Much of the time the walls that hold us back, are barriers built in our minds from incomplete or misunderstood pieces of reality and combined half-truths woven together in such a way, that builds a false perception of the truth. In that sense what prevents us from moving forward with our lives are phantom walls; walls that are not really there. They are fabricated, at least in part in our own minds from our limited perspectives. We take fragments of reality and parts of the truth, and build ideas that are not complete or accurate. We build barriers of anger and resentment about things others have done, or guilt about things that were not our fault. Maybe you have built a phantom wall by making someone else responsible for something that is clearly your own doing. Playing the victim role, and blaming others for what’s wrong in your life, becomes a wall in your mind that holds you back.

Get a new perspective: Getting past phantom walls requires a new perspective. We often carry destructive thoughts around with us that may not exactly fit the real facts. In our pain, resentment, or anger, we may have assumed things that were not true. The new perspective we need in getting past our walls is more than just seeing the upside of the difficult experiences in life. It is not a matter of merely seeing the glass as half full. It is looking at life from a broader perspective and more than just what has happened in the past. Getting a new perspective requires looking deeper into all of the facts surrounding the past rather than personalizing the hurt.

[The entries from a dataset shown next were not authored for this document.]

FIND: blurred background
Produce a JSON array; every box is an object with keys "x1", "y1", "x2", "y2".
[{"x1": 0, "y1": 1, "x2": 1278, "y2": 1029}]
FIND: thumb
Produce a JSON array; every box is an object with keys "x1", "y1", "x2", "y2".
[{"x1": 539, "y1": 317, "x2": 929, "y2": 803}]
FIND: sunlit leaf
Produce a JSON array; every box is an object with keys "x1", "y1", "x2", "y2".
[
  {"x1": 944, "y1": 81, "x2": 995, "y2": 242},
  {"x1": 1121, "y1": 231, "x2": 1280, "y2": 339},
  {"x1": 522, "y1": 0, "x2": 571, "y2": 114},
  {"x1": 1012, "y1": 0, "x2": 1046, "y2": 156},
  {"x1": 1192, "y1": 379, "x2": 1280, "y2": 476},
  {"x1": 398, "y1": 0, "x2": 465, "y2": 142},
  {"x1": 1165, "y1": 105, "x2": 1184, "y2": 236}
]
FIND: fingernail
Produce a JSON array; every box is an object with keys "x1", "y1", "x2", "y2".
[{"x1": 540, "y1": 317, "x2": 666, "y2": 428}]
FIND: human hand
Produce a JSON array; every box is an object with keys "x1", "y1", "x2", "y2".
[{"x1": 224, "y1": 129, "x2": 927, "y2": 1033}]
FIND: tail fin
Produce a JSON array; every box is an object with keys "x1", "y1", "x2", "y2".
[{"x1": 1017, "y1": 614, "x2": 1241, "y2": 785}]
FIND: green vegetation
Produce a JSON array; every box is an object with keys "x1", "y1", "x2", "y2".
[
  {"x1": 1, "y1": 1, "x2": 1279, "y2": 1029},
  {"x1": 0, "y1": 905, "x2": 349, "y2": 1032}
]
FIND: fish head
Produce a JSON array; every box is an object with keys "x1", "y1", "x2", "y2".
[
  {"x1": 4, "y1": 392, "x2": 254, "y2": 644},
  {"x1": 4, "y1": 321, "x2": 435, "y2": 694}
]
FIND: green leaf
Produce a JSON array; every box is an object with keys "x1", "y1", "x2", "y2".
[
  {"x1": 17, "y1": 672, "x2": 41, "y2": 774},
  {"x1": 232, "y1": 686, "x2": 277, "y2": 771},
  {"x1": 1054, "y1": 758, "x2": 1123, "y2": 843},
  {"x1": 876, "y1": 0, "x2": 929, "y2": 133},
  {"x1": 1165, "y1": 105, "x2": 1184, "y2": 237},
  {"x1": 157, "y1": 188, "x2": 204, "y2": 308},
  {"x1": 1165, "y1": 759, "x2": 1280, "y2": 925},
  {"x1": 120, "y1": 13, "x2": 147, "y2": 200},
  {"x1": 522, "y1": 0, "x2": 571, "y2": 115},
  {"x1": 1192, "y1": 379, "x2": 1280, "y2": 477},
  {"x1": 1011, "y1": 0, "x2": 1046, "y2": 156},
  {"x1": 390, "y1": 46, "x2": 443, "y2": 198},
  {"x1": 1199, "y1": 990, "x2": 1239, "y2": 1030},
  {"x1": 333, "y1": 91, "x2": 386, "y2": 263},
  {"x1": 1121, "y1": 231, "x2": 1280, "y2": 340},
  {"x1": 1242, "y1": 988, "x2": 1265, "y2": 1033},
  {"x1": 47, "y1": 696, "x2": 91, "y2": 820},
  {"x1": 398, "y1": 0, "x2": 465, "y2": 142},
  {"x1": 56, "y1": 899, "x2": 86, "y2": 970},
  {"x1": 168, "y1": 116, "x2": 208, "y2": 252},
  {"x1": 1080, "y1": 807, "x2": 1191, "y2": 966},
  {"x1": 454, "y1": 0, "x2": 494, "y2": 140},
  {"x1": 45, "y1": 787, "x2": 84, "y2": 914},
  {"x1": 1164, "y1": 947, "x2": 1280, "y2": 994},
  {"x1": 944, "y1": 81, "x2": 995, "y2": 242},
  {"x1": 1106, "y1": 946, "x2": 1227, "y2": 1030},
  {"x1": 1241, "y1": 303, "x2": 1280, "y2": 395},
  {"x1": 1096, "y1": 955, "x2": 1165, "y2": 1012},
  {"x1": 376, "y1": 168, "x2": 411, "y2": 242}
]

Look at the history: Getting past a wall could mean learning more about the history of the person who rejected or abused you and discovering the origins of the rejection or abuse. Many parents and children are estranged from each other, not realizing that they actually share a bond of neglect, a common experience of pain, and a mutual battle to move beyond walls of resentment and bitterness. When an abandoned or abused person comes up for air from a life of bitterness, anger, or resentment, they can come to see that they did not have the whole story. The person who inflicted the hurt may have found healing, and the pain the victim feels may be that person’s biggest regret.

Understanding reality removes walls: As we read the Bible we find that Jesus was intent on getting people to see the truth. He often challenged people the way they looked at life and each other. Sometimes He would say, “You have heard it said…” and then quote some established belief. Then He would counter that common wisdom with, “But, I say….” And proceed to astound listeners with an amazing new perspective on the old way of thinking. Jesus philosophy could be summarized this way: Life is not all about you, it is not all about things, and it is not even about this world. It is not all about feeling good or getting what you want. It is not about what you think you need right now. It is about another world beyond Earth and an inner world of the heart without conflict or pretense. Jesus made a difference two thousand years ago because He challenged people to see things from a perspective based on truth and reality. The old way of thinking created barriers because it is not based on truth and reality. Living in the truth sets us free. It is another way of saying that understanding reality removes walls.